Elizabeth II foi coroada em 1953 com apenas 25 anos, em um momento de entusiasmo nacional em um país que ainda se recuperava do trauma da Segunda Guerra Mundial. E durante toda a vida foi uma figura muito popular e respeitada.
Mas a chegada de seu filho ao posto de chefe de Estado é muito diferente. Aos 73 anos, ele é um "idoso" que sobe ao trono, afirma à AFP Robert Hazell, professor de Direito Constitucional da University College London.
"Será muito difícil para ele tomar o lugar da rainha. É provável que a monarquia viva momentos difíceis", prevê.
Consciente do desafio, em seu primeiro discurso solene à nação, nesta sexta-feira (9), Charles prometeu igualar a dedicação ao cargo de sua "mamãe amada".

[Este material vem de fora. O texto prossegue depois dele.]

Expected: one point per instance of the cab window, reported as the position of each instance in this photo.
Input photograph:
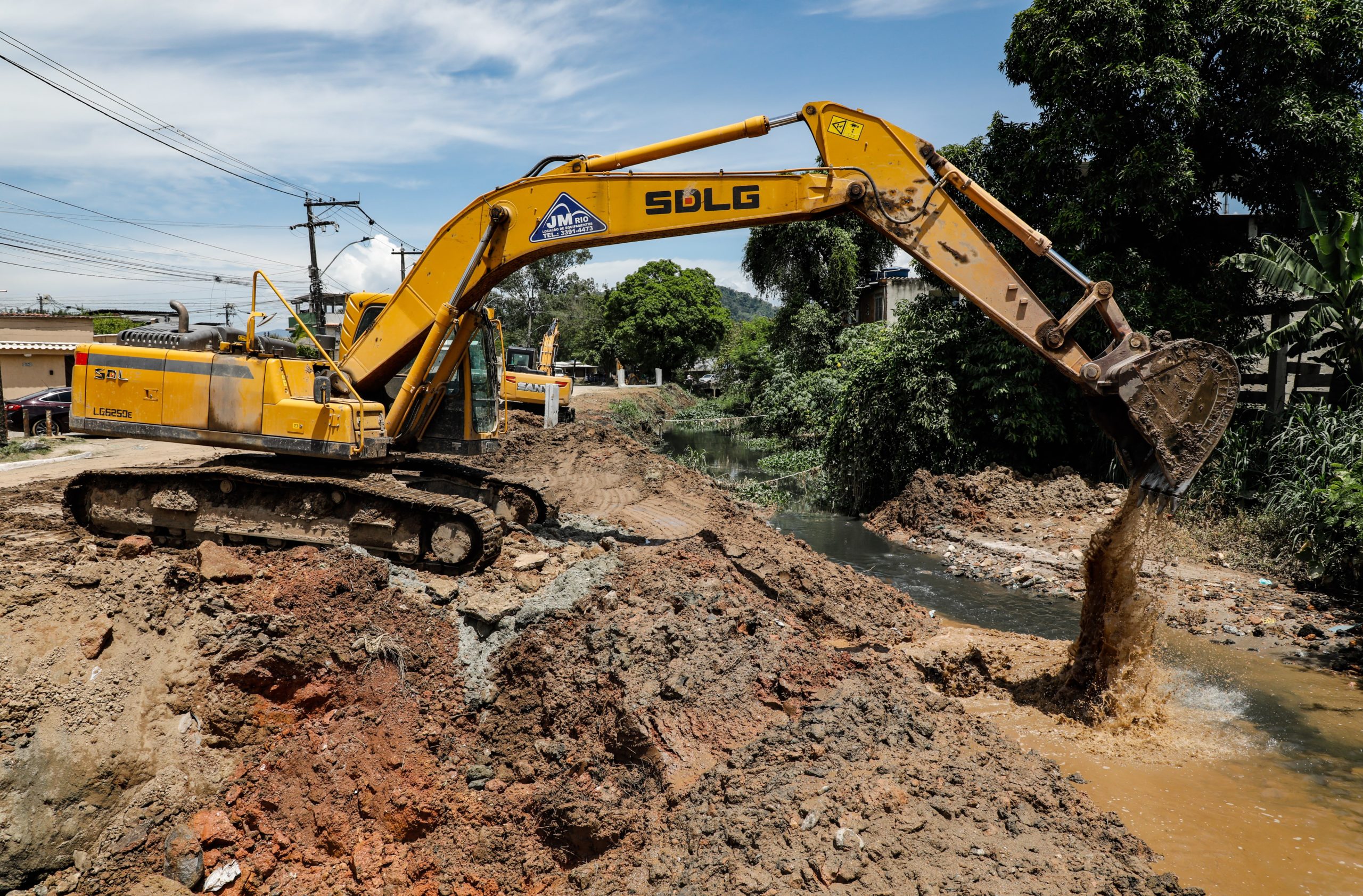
(367, 319)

Elizabeth II "se comprometeu", em um famoso discurso feito no seu aniversário de 21 anos, "a dedicar sua vida, longa ou curta, ao serviço do povo", recordou o novo rei. "Renovo diante de vocês este compromisso de serviço durante toda a vida", acrescentou.
Nascido em 1948, Charles se casou em 1981 com Diana Spencer, com quem teve dois filhos, William e Harry, antes do fim do casamento e das revelações públicas sobre suas respectivas infidelidades que levaram ao divórcio.
Após a morte trágica de Diana, em 1997, em um acidente de carro em Paris, enquanto era perseguida por paparazzi, Charles se casou com a antiga amante, Camilla Parker Bowles, em 2005.
O novo rei é conhecido há muito tempo por suas opiniões polêmicas, e em alguns casos ridicularizadas, sobre agricultura e a arquitetura moderna (que não lhe agrada).
Embora suas preocupações com o meio ambiente sejam atualmente amplamente compartilhadas, ele terá que manter uma neutralidade férrea, pois a partir de agora cada uma de suas palavras será analisada.
Em 2018, ele declarou à BBC ter consciência de que uma vez no trono teria que se abster de tomar posição: "Não sou tão estúpido".
Mas esta neutralidade será "muito difícil" de manter, por exemplo, diante do movimento independentista na Escócia, e com a tarefa de tentar proteger ao mesmo tempo a monarquia, aponta Hazell, que no entanto destaca o "forte senso de serviço público e dever público" de Charles.
Charles inicia o reinado muito menos querido pelos britânicos que a mãe. Uma pesquisa do instituto YouGov de 2021 mostrou que pouco mais de um terço dos entrevistados acreditavam que seria um bom rei, enquanto mais de 70% tinham uma opinião favorável à rainha.
Isto pode reavivar as esperanças dos partidários do fim da monarquia em favor de uma república, uma ideia apoiada por apenas 15% dos britânicos nos últimos anos.
Charles "não está protegido pela mesma aura quase impenetrável da rainha", disse Graham Smith, diretor do movimento 'Republic'.
Para manter a instituição, Hazell acredita que é "concebível" que Charles possa abdicar em favor de seu filho William, nascido em 1982 e muito popular, uma opção que sempre foi rejeitada por Elizabeth II.
Mas na opinião de Smith, ele "não vai se render".
Diante das crescentes críticas ao estilo de vida da monarquia, os analistas da realeza atribuem a Charles um desejo de reduzir o número de membros oficiais da família real, que vivem bancados pela Coroa e se dedicam a compromissos públicos. Atualmente há uma dúzia.
A tendência já começou com a aposentadoria da vida pública do príncipe Andrew, irmão de Charles, acusado de abuso sexual de uma menor de idade nos Estados Unidos, e a mudança de seu filho Harry, e a esposa deste, Meghan, para a Califórnia.
Hazell considera que o interesse da estratégia, mais que financeiro, consiste em particular em limitar os riscos de que um membro da família real "cometa um deslize".
Charles começou sua missão de distribuir os títulos. Nesta sexta-feira, anunciou que seu herdeiro, o príncipe William, será o novo príncipe de Gales, título que ostentava desde 1958.
A própria Elizabeth II expressou em fevereiro de 2022, por ocasião dos 70 anos de reinado, o desejo de que Camilla fosse nomeada "rainha consorte", apesar de durante muito tempo a família real ter indicado que ela seria tratada apenas como princesa para não escandalizar a opinião pública.